In [1]:
from IPython.core.display import display, HTML
display(HTML("<style>.container { width:100% !important; }</style>"))


In [8]:
# Stolen from StackOverflow
# https://stackoverflow.com/questions/14996453/python-libraries-to-calculate-human-readable-filesize-from-bytes
suffixes = ['B', 'KB', 'MB', 'GB', 'TB', 'PB']
def humansize(nbytes):
    i = 0
    while nbytes >= 1024 and i < len(suffixes)-1:
        nbytes /= 1024.
        i += 1
    f = ('%.2f' % nbytes).rstrip('0').rstrip('.')
    return '%s %s' % (f, suffixes[i])


## CSV Generation
`generate(rows, generators)` generates a csv with `1000*rows` rows to `./data/out.csv` creating the directory and file if necessary and overwriting the file if it exists

Across 8 processes, workers generate 1000 lines from the generators, joining the result of each generator for each column to create a line. A listener accepts output from the workers and writes it to a file.
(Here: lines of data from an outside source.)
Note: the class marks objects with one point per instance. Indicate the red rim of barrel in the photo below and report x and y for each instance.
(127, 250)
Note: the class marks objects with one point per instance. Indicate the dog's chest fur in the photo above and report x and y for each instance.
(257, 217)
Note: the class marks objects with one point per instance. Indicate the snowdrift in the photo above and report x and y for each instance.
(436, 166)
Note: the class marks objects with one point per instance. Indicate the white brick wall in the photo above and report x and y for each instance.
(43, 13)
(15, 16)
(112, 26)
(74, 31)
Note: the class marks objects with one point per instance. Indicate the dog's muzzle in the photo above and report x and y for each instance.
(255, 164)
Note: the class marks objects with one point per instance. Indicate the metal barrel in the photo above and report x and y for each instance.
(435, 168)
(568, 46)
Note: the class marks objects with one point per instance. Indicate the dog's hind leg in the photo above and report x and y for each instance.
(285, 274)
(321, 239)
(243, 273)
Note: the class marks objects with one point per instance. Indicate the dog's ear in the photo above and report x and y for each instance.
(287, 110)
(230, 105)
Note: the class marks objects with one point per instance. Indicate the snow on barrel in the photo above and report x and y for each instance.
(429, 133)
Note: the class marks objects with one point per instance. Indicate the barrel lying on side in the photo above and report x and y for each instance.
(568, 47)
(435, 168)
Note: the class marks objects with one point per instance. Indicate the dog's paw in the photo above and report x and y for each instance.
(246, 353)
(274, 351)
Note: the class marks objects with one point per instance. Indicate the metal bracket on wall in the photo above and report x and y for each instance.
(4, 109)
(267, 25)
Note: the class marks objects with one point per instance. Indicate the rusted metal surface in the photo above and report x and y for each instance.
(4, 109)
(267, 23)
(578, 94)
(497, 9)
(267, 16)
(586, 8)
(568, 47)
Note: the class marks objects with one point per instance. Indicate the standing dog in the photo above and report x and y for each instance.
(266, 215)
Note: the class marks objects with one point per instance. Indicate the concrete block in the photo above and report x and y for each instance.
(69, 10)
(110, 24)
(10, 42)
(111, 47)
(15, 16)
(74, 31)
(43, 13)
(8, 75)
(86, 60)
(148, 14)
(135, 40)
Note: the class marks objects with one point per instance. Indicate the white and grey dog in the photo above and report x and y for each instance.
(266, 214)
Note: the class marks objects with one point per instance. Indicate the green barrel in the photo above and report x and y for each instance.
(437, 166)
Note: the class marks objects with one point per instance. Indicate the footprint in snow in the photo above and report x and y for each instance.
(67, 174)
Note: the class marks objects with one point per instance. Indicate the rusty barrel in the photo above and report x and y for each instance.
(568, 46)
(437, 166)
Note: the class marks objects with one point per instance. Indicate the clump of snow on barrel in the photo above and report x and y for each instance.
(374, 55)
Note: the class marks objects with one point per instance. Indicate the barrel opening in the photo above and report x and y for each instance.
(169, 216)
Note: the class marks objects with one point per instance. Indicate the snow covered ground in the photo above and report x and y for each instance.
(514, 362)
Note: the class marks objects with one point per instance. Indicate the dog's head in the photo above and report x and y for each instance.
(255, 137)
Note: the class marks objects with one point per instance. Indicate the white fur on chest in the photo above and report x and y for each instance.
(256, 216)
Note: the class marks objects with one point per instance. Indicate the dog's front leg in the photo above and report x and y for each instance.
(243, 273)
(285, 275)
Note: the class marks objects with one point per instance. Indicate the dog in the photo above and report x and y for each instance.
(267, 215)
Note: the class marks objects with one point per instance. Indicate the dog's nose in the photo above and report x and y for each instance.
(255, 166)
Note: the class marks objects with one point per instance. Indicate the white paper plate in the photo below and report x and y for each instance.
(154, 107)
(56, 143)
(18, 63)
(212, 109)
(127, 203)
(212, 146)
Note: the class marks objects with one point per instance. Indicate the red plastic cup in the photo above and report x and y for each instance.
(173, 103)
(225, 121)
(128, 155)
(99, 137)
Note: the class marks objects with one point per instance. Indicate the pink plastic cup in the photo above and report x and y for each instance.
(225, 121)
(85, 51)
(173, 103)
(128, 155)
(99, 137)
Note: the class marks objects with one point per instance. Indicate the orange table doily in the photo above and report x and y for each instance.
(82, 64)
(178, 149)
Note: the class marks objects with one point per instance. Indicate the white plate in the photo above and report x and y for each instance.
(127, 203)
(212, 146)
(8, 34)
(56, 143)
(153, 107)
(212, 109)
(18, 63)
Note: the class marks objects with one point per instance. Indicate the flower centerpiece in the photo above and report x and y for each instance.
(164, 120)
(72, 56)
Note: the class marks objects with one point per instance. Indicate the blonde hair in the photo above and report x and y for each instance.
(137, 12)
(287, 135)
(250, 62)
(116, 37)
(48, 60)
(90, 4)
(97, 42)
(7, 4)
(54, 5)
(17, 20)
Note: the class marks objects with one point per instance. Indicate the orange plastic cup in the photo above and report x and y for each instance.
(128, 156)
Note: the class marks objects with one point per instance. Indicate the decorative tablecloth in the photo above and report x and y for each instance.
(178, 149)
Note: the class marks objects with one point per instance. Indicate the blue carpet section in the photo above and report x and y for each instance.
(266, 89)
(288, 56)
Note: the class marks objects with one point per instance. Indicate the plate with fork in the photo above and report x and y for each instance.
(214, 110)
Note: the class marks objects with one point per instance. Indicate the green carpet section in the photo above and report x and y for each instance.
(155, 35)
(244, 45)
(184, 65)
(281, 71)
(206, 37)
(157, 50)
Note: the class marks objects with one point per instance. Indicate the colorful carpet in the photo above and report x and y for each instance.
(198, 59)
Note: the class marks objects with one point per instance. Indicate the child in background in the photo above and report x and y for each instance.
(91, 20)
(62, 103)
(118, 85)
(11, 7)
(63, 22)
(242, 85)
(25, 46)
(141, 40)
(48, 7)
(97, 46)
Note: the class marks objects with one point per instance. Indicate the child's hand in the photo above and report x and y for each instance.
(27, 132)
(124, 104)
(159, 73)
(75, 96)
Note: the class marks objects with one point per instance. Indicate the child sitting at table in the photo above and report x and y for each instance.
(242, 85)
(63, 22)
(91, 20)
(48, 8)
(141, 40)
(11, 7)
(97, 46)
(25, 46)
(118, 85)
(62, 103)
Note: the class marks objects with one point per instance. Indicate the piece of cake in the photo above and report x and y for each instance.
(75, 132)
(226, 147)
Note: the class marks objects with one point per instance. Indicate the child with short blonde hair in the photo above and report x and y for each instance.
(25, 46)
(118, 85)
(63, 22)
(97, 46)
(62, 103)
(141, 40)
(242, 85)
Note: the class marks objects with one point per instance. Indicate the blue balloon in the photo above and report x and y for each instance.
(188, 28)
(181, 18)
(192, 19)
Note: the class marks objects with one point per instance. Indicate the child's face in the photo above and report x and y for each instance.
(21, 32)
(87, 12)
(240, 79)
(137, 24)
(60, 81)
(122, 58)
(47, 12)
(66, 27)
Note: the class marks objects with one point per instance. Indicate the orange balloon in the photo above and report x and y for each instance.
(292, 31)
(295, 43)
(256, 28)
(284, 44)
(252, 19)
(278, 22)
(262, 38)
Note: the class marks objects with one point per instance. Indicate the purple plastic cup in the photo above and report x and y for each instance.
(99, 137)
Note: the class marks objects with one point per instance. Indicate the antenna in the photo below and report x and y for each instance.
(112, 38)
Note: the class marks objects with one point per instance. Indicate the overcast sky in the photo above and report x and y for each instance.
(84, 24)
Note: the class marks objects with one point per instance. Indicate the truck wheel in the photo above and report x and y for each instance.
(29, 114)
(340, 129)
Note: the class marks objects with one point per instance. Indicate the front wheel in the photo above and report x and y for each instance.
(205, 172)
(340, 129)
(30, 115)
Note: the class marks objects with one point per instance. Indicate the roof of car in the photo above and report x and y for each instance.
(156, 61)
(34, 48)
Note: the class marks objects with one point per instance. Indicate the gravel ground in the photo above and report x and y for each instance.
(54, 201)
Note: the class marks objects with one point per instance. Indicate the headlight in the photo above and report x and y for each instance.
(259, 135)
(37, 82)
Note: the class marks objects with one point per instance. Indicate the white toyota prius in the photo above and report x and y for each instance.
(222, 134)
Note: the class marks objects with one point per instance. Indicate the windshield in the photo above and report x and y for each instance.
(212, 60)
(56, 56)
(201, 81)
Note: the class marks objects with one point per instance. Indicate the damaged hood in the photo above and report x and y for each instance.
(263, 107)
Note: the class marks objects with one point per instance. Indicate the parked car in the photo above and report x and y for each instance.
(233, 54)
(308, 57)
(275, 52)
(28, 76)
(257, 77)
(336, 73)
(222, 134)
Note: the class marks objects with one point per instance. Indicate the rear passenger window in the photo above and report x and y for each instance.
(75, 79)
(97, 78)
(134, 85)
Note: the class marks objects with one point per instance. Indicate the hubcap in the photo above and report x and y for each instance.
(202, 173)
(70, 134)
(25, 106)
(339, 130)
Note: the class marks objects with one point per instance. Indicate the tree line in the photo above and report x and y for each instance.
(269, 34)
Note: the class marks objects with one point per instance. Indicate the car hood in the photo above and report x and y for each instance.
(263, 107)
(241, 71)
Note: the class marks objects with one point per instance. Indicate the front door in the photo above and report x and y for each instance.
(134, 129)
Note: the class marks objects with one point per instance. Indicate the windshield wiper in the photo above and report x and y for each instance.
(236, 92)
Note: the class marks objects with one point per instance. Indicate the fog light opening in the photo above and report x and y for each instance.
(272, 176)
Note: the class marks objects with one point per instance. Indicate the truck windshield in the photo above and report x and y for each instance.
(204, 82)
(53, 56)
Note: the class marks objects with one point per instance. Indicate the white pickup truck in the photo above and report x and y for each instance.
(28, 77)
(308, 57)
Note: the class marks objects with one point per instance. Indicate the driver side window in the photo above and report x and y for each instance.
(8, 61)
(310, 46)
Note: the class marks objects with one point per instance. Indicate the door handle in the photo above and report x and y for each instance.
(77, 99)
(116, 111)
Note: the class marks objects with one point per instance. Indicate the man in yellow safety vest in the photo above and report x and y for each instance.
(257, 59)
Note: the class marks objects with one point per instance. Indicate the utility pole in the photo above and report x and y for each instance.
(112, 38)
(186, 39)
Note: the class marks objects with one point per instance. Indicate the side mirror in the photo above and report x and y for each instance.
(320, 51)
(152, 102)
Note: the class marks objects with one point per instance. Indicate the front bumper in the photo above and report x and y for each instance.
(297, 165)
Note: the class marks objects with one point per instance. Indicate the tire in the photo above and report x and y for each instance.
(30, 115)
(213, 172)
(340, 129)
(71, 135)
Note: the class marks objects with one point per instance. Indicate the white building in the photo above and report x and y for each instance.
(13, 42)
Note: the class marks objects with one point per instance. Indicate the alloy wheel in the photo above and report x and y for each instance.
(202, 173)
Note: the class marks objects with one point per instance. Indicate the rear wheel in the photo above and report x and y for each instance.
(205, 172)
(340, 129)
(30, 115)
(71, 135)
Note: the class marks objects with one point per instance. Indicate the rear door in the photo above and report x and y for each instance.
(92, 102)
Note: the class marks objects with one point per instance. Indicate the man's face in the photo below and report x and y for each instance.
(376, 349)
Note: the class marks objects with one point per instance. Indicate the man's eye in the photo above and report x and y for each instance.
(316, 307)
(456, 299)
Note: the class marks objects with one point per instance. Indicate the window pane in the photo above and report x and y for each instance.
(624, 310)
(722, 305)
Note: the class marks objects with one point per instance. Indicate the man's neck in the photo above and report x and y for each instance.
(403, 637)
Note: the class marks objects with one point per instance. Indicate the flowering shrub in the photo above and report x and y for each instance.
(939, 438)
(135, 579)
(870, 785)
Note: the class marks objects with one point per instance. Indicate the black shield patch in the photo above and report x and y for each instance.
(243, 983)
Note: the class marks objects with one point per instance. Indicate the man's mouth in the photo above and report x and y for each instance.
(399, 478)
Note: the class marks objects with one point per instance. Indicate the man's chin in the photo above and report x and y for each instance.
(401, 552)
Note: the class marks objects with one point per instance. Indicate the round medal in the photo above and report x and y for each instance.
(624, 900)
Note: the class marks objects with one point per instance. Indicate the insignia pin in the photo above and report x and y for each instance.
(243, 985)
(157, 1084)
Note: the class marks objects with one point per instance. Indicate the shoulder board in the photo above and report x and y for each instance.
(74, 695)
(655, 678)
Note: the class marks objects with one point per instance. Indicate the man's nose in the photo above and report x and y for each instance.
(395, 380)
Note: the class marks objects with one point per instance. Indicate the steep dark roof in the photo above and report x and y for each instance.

All columns are random integers from 1 to 999

In [16]:
from server.Generator import Generator


In [17]:
# Generate './data/out.csv' with 1000*1000 lines
Generator.generate(1000, Generator.generate_random_int_cols())


# FixedWidth CSV files
FixedWidth is a class that normalizes a csv to have columns of fixed width. It performs column operations by seeking through the fixed-width csv file.

It can compute the maximum width for each column if `tmp_dir+'widths.pickle'` does not exist, otherwise it will just load the widths using pickle.

Writing a new fixed width CSV requires a call to `write(output_csv)`, where `output_csv` is the filename of the output.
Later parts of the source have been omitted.